Ein Unternehmen kann das Tragen von politischen, philosophischen und religiösen Zeichen unter bestimmten Umständen verbieten. Das entschied nun der Europäische Gerichtshof (EuGH) in Luxemburg.

14
03
2017
Kopftuchverbot
Symbolbild: Muslimin mit Kopftuch © Shutterstock, bearbeitet by iQ.

Arbeitgeber können das Tragen eines Kopftuchs untersagen, wenn weltanschauliche Zeichen generell in der Firma verboten sind und wenn es gute Gründe gibt. Das entschied der Europäische Gerichtshof am Dienstag in Luxemburg (Rechtssachen C-157/15 und C-188/15). In Deutschland sind Kopftücher am Arbeitsplatz im Prinzip erlaubt, Einschränkungen sind aber möglich. Bei der Beurteilung müssen sich deutsche Gerichte künftig an die Klarstellungen des EuGH halten.

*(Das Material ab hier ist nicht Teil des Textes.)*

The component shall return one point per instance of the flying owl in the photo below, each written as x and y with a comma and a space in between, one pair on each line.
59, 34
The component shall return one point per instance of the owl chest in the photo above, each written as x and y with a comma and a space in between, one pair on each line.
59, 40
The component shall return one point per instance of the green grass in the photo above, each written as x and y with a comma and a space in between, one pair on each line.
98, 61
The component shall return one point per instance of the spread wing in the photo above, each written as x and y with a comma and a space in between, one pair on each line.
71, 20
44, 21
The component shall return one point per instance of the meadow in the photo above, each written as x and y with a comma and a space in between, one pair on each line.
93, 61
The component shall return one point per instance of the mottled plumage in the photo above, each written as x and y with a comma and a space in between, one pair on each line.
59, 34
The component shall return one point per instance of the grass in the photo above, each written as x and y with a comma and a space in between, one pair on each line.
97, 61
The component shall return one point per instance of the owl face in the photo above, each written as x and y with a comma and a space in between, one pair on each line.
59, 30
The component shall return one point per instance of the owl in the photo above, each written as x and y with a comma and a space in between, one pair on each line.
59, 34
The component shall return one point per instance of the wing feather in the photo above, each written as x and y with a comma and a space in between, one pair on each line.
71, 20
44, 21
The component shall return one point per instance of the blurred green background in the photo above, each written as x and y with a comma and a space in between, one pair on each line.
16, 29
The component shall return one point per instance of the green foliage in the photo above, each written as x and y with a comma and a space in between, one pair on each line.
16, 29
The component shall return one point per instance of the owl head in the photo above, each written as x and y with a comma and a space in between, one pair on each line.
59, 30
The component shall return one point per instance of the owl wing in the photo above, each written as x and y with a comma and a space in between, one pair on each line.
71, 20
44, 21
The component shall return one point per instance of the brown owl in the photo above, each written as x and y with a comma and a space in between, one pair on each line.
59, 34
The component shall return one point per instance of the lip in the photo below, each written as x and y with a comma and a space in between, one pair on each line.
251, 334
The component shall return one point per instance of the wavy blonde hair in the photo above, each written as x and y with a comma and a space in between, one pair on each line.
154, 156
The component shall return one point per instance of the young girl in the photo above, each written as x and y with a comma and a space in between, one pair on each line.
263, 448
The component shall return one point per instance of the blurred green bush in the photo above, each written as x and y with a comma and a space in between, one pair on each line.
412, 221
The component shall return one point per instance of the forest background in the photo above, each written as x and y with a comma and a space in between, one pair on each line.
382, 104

Anlass der Urteile sind Klagen muslimischer Frauen. In Belgien war der Rezeptionistin Samira A. nach drei Jahren Arbeit in einem Sicherheitsunternehmen entlassen worden, als sie ankündigte, das Kopftuch künftig auch während der Arbeitszeit tragen zu wollen. Das widersprach jedoch der internen Arbeitsordnung, die sichtbare Zeichen von „politischen, philosophischen oder religiösen Überzeugungen“ nicht erlaubte.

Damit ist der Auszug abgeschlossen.